A cyclohexane cloud violently exploded at a caprolactam plant; 28 employees were killed, and a total of 89 individuals were seriously hurt, 53 of them among the general public. Property loss was considerable: buildings destroyed within a 600-m radius, 1,820 dwellings and 167 businesses sustained damage.
Caprolactam was being synthesised by means of catalytic oxidation of cyclohexane at 155°C and under 8.8 bar of pressure inside 6 reactors placed in series; some 250 to 300 m³/hr of liquid was being conveyed by straight pipes 28” (711 mm) in diameter connected to the reactors via stainless steel expansion bellows.
A cyclohexane leak had been detected in March of the same year on Reactor No. 5, which revealed a slight vertical crack due to stress corrosion in the presence of nitrates. To avoid shutting down production, a bypass pipe with an elbow joint was planned to connect Reactors 4 and 6. The plant was undergoing a complete reorganisation. Lacking the requisite engineering capacities and managerial oversight, a 20″ diameter pipe was installed without any preliminary design, then the unit was restarted without appropriate initial controls or testing. Production resumed on April 1st and until May 29th, no problems had been reported. On Saturday, June 1st, the unit was shut down and then restarted several times, with small cyclohexane leaks apparently plugging themselves. The blast, which occurred at 4:53 pm and could be noticed as far away as 50 km, completely levelled the site and was followed by several fires producing flames rising 70 to 100 m into the air.
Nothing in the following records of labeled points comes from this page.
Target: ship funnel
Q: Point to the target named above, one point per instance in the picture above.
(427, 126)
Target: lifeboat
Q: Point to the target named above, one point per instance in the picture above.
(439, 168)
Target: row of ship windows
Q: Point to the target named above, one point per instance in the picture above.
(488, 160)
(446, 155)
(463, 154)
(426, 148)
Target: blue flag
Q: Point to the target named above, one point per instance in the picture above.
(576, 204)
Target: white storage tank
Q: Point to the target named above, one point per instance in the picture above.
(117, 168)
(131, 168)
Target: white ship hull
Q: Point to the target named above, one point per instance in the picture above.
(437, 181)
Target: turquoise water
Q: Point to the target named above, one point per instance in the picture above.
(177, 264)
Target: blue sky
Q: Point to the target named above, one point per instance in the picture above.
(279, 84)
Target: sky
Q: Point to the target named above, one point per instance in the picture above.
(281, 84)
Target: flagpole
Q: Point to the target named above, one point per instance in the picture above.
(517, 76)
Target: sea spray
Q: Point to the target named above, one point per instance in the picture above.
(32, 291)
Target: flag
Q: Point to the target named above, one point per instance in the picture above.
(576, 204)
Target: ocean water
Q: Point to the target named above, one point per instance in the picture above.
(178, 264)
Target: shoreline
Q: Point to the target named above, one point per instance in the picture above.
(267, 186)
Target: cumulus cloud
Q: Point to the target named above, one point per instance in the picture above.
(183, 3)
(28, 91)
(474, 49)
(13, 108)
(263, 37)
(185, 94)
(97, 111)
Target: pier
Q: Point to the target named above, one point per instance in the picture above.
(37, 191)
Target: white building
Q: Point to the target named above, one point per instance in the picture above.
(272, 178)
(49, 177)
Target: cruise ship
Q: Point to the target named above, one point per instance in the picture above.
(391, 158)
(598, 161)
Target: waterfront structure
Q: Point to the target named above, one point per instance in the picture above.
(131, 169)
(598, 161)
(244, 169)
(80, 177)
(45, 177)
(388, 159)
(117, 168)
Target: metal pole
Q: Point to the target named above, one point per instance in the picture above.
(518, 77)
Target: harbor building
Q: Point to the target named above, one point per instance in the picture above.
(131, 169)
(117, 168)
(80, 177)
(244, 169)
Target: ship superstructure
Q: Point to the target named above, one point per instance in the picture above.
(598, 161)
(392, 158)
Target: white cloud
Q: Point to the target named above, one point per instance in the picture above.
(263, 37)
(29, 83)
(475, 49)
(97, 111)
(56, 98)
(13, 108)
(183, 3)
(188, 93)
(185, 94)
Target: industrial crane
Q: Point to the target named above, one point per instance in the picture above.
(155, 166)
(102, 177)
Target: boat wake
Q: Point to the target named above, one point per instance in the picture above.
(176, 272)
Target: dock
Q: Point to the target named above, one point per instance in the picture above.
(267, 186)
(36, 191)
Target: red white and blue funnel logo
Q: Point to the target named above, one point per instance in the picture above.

The investigation concluded the occurrence of a shear rupture of both attachment bellows on the temporary 20″ pipe, combined with a massive leak of 40 to 60 tonnes of hot pressurised cyclohexane. The cloud formed ignited at a distance of 100 m from the leak some 25 to 35 seconds later on the hydrogen unit’s reforming tower. These conclusions, delivered in April 1975, would not however meet with unanimous approval, and various theories regarding the causes of this accident would be aired in publications for decades.
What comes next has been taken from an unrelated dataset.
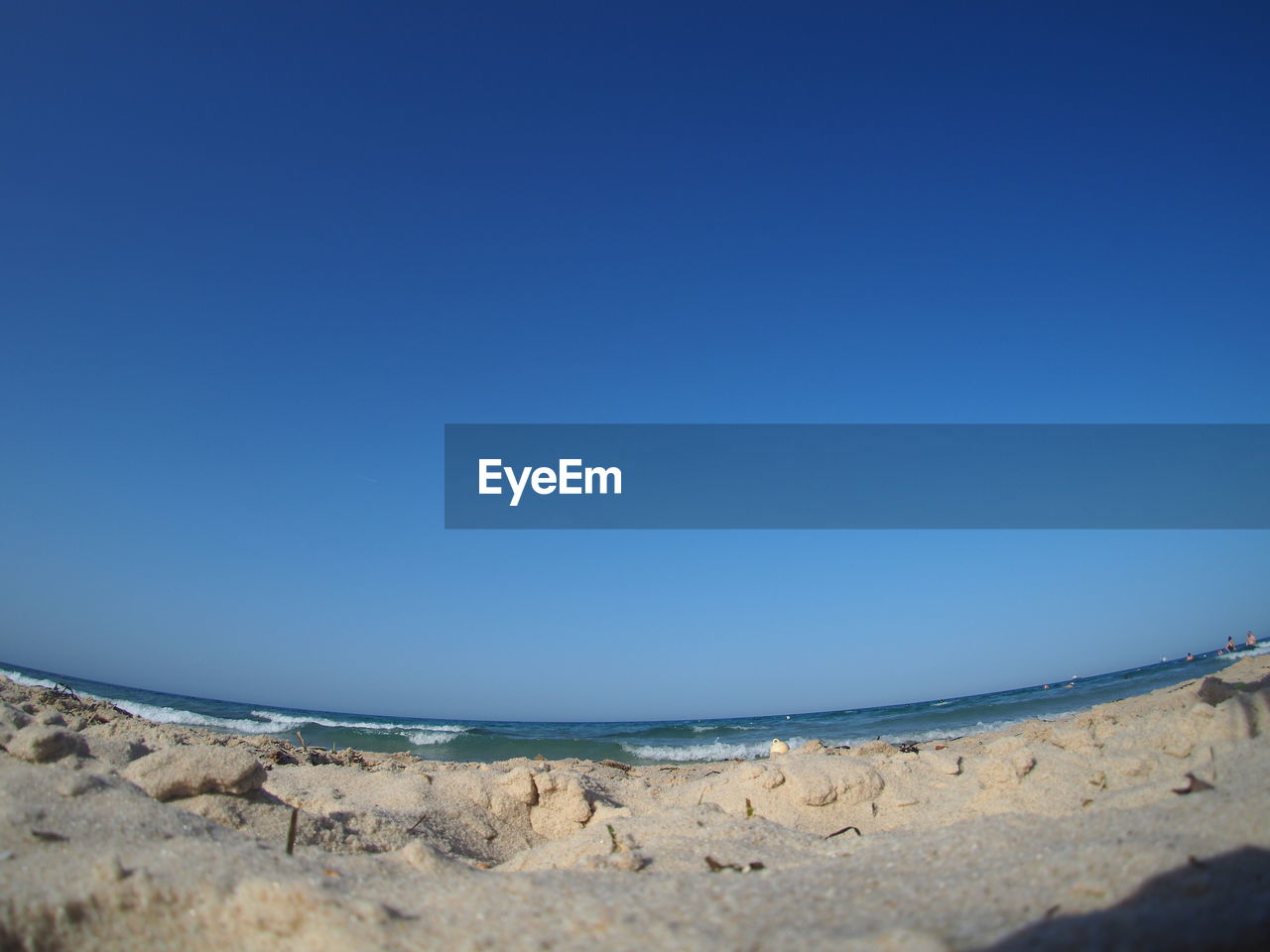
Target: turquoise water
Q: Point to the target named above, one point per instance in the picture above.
(640, 742)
The overall context of site operations contributed heavily to this disaster, with an understaffed management team (the Maintenance Manager’s post had gone unfilled for 6 months), a situation not in compliance with current regulations (i.e. an inventory of hazardous products 50 times higher than the authorised limit), and a business facing serious economic difficulties. This accident would lead to a major revision in both English and European regulations.